Bu hafta sektörün üst organı olan Ulusal Pamuk Konseyi (UPK) Başkanı Barış Kocagöz ile uzun bir görüşme yaptım. Sökeli önder çiftçi Kocagöz, aynı zamanda İzmir Ticaret Borsası’nın da başkan yardımcısı..
Ekim alanı artışı
UPK Başkanı, ‘pamuk ekimi 20 Mayıs’a kadar tamamlanır’ diyor. Bölgede üretim alanlarının yüzde 45, Türkiye genelinde ise yüzde 50’nin üzerinde genişlemesi bekleniyor. Barış Kocagöz, üretimin 150 bin tonu Ege’de olmak üzere 700 bin tona çıkacağını tahmin ediyor. Yani geçen yıla oranla üretimde yüzde 50 dolayında artış olacak. Bu tabii önemli bir gelişme, ancak yeterli değil. Çünkü sanayinin bu yıl 1.5 milyon ton ürüne ihtiyaç duyması söz konusu. Peki aradaki fark ne olacak?
Fiyatlar ve ithalat
Kocagöz, “işin tuhaf tarafı şu” diyor; “Dünyada pamuk fiyatları son dönemde yüzde 100’ün üzerinde arttı. Bu hem çiftçi, hem de sektör açısından olumlu oldu. Fakat şimdi bugüne kadar ortalama 1 milyar dolarlık ithalat yapan Türkiye, yeni fiyatlarla 2.5 milyar dolar dışarıya para ödeyecek.”
Anlaşılır gibi değil. Bir yandan dünyanın en kaliteli pamuklarından birini üstelik tüm ithalatı karşılayacak biçimde üretme potansiyeline sahipsiniz, diğer yandan da geçen yılın 50 milyar dolarlık dış açığının (döviz gelir-gider farkı) yüzde 5’ini buraya harcayacaksınız.
TARİHİ FIRSAT
Barış Kocagöz’e göre 2011, ders yılı olmalı.700 bin ton üretim yeterli değil. Geleceğe yönelik bir hedef konulmalı. Öncelikle 1 milyon ton üretim hedefini belirleyelim. Pamuğu ‘Stratejik ürün’ ilan edelim. Büyük bir ekonomik katma değer zincirini yaratan pamuk üretimini artırmak için çiftçimizi cesaretlendirelim.
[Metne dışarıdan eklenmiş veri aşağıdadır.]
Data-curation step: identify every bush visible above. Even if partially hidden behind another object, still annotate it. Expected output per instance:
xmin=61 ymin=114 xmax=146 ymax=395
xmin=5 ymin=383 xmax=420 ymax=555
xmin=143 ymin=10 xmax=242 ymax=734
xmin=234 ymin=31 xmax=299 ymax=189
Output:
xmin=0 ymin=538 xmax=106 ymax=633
Başta tekstil olmak üzere çok sayıda sektörün temel girdisi olan pamukta tarihi bir fırsat var, bunu kaçırmayalım.
42 KURUŞ PRİM AZ
Kocagöz, bu sezon mısır ve ayçiçeği üreticilerinin bile tarlalarını pamuk için hazırladığına dikkat çekip, pamuk fiyatlarının düşeceği yönündeki dedikoduların üreticinin şevkini kırmasına izin verilmemesini istiyor. Fiyatların üretimi desteklediği biçimindeki görüşü çok yerinde. Ancak hükümetin de prim yoluyla üretimi desteğe devam etmesi şart. Bu yüzden 3 yıldır süregelen 42 kuruşluk primin artırılması gerekiyor. Kocagöz, “En az enflasyon oranında artmalı” diyor.